As for Furst Bruno von Ursa, he received me most graciously and has welcomed me to his Court. However he then retired to his counsels to evaluate the news that Grenadier Nils Norberg of Lutelande had brought.

I will write further when I know more.

Your obedient servant,

Dashiell Jeansonne

Or, in other words, I got some 200-odd infantry figures today for the army of those nasty vile Stagonians.

(note that the photo to left shows Monsieur Dashiell Jeansonne and Grenadier Nils Norberg.

Both are 25mm figures. The former is from Eureka and the latter is one of John Bertolini's Lutelande Miniatures.

Sadly the flash has distorted the colors. Both figures look much better in person.)

-- Jeff

Sunday, January 25, 2009

A New Look --

Well I've decided to "upgrade" this blog. I was using the old "template" system that required me to code in HTML (which isn't that difficult), but which didn't allow things like followers to show.

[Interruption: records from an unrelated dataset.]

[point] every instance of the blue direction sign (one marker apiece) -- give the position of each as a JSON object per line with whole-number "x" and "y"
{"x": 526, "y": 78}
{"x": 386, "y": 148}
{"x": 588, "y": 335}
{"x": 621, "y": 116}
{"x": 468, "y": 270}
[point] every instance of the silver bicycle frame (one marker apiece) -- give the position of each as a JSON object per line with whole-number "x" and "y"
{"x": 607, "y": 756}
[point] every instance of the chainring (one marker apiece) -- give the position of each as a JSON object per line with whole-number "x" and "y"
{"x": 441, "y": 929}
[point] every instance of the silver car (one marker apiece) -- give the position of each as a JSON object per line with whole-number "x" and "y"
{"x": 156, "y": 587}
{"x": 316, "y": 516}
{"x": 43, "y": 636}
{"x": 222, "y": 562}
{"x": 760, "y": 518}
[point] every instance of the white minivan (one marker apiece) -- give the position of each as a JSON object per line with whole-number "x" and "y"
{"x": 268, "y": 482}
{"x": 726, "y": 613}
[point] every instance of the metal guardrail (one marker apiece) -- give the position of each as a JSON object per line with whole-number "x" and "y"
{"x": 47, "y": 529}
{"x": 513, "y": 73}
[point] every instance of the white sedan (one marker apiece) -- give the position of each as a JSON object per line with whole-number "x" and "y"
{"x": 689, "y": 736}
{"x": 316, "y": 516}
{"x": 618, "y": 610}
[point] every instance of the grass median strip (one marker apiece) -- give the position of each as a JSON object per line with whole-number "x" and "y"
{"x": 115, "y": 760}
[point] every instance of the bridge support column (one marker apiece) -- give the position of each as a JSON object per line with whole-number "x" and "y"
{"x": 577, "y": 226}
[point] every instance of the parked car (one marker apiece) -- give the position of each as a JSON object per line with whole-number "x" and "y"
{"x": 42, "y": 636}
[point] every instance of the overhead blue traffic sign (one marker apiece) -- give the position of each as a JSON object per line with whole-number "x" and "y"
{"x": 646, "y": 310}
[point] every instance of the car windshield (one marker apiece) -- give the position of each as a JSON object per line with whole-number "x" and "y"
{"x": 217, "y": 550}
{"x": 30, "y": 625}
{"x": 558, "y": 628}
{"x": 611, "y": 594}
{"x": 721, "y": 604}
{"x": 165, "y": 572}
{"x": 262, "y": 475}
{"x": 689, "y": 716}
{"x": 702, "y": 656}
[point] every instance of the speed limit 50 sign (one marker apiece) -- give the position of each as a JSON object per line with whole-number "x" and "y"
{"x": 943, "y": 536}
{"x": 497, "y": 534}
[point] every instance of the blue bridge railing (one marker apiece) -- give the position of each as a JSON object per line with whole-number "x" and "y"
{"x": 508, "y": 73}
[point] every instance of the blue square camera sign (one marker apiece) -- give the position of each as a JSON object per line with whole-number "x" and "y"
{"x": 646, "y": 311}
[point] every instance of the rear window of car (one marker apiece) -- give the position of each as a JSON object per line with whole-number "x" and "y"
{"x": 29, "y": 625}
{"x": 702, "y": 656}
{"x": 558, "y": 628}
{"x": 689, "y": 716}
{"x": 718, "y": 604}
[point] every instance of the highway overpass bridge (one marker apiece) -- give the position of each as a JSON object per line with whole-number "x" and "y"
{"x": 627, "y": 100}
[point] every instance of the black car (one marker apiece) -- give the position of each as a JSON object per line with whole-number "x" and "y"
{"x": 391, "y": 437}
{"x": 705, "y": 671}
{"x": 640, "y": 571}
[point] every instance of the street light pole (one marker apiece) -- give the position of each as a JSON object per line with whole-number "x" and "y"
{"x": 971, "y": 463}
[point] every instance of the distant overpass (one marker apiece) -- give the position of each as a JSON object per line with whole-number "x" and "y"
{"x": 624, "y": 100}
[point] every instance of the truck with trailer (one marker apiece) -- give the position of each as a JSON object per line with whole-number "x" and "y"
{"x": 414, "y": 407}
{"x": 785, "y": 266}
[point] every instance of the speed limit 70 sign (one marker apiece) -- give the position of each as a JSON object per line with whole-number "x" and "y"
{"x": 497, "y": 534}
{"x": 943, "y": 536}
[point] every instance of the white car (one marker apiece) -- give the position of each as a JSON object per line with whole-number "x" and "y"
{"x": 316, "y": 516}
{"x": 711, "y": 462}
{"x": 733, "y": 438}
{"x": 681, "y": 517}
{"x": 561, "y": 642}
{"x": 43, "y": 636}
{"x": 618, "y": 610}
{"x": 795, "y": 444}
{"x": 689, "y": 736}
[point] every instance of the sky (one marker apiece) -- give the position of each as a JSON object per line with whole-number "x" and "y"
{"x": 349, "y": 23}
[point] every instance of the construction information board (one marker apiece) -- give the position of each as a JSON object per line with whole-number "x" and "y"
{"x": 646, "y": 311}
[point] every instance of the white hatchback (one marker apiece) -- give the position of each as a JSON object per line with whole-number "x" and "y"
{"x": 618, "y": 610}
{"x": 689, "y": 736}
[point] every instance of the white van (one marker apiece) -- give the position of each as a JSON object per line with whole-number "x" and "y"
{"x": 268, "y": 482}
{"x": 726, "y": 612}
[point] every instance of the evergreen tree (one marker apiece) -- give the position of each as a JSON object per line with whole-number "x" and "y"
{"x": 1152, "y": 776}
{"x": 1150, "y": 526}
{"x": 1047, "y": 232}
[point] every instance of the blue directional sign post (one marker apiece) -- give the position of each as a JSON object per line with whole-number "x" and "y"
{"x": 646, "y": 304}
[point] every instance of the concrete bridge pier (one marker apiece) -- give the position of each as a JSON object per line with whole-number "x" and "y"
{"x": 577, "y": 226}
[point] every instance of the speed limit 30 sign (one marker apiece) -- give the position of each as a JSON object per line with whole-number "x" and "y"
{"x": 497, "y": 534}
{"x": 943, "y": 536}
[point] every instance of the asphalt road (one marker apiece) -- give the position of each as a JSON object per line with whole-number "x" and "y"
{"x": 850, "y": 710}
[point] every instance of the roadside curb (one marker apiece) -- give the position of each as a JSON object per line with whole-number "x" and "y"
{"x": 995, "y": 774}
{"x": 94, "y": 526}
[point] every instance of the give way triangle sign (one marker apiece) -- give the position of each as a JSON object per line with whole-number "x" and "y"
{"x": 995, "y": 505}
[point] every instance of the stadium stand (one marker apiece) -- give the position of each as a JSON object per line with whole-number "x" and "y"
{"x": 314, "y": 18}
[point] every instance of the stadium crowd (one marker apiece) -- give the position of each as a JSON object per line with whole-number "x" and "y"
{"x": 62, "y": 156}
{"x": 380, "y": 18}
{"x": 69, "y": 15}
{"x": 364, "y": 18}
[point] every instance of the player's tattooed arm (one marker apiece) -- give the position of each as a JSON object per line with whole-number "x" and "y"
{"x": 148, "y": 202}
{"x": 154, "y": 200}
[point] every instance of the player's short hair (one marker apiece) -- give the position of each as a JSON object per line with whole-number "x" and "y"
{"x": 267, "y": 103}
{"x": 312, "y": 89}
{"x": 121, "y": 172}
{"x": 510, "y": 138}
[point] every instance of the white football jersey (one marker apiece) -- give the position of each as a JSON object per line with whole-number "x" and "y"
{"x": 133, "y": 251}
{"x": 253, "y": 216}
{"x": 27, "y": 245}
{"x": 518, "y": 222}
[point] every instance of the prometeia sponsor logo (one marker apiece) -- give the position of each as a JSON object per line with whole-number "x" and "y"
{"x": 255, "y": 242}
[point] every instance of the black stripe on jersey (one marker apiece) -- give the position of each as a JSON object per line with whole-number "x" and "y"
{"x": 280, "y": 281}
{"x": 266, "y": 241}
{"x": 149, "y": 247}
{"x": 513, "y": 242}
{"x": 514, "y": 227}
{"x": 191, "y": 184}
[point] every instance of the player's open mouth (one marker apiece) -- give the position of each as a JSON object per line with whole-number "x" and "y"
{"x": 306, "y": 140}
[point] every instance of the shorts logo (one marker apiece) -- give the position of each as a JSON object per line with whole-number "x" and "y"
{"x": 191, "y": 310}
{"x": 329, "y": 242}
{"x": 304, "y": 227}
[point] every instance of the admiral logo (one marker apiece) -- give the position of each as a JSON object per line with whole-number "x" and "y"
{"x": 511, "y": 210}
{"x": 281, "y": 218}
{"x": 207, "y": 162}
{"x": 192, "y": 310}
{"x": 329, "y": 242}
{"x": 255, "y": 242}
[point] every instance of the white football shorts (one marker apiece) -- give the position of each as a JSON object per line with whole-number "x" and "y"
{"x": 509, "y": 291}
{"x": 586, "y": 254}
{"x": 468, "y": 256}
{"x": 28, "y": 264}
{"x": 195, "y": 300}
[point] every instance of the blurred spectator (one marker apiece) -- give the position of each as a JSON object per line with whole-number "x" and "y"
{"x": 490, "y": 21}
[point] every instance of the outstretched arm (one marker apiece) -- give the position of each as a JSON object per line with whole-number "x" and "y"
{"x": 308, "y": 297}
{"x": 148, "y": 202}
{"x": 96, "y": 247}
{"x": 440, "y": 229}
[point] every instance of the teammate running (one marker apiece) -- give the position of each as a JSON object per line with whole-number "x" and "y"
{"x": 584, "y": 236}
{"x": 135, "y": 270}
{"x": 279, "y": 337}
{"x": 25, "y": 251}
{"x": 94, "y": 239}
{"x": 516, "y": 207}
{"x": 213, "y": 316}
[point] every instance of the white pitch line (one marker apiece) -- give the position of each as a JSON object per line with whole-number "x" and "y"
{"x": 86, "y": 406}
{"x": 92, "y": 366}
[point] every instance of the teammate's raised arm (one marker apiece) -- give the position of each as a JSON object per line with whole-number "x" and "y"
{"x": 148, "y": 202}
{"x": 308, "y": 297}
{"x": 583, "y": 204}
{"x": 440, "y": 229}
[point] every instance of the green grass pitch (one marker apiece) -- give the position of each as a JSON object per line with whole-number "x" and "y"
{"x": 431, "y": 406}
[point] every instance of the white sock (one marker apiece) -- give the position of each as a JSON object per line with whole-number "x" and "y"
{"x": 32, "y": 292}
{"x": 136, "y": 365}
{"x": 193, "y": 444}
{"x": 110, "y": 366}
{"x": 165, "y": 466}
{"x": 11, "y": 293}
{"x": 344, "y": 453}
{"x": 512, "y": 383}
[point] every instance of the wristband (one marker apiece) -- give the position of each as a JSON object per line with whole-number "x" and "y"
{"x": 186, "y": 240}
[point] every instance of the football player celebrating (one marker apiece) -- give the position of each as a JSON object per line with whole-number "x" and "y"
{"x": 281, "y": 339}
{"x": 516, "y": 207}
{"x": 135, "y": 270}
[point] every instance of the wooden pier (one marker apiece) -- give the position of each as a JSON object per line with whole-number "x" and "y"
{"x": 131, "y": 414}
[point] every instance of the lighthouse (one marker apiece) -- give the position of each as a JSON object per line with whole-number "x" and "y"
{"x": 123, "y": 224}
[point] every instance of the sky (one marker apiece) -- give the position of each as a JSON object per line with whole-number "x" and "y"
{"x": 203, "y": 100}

Anyway, I've now moved into the new "layout" system so you might see several different appearances in the next few weeks as I decide just what look I want.

-- Jeff

Monday, January 19, 2009

"Bad People" --

One only needs to read a newspaper or turn on the TV to know that there are a lot of bad people in the world. This isn't about them.

This is about those "bad people" . . . people like Stokes Schwartz, Bill Protz, Jim Purky, Phil Olley, Henry Hyde, Charles Stewart Grant and so forth . . . all of those people who are tempting me to go the "big battalion" route.

Oh sure, we know them as really nice guys who enjoy our hobby . . . but they post photos and write articles and books extolling the virtues of large units . . . and soon the desire to add more figures begins to seep into our subconsciousness . . . becoming a siren's song luring us toward financial ruin.

But they look so good . . . *sigh*.

-- Jeff

Thursday, January 08, 2009

Scene: the faculty rooms of the University of Saxe-Bearstein.

A special messenger from the Grand Duchy of Hetzenberg is finally admitted to the presence of Doctor Iago Knappenburger, who has been busily engaged in establishing the legal faculty of the university.

However, upon examining the seals on the thick packet that the messenger carries, the good doctor sets his current work aside and opens the packet. After reading for a while he calls for his secretary to cancel all further meetings for the day . . . he has much to research and much to think about . . . the situation presented in the Grand Duchy of Hetzenberg is one of grave import for the peace of all Uropa.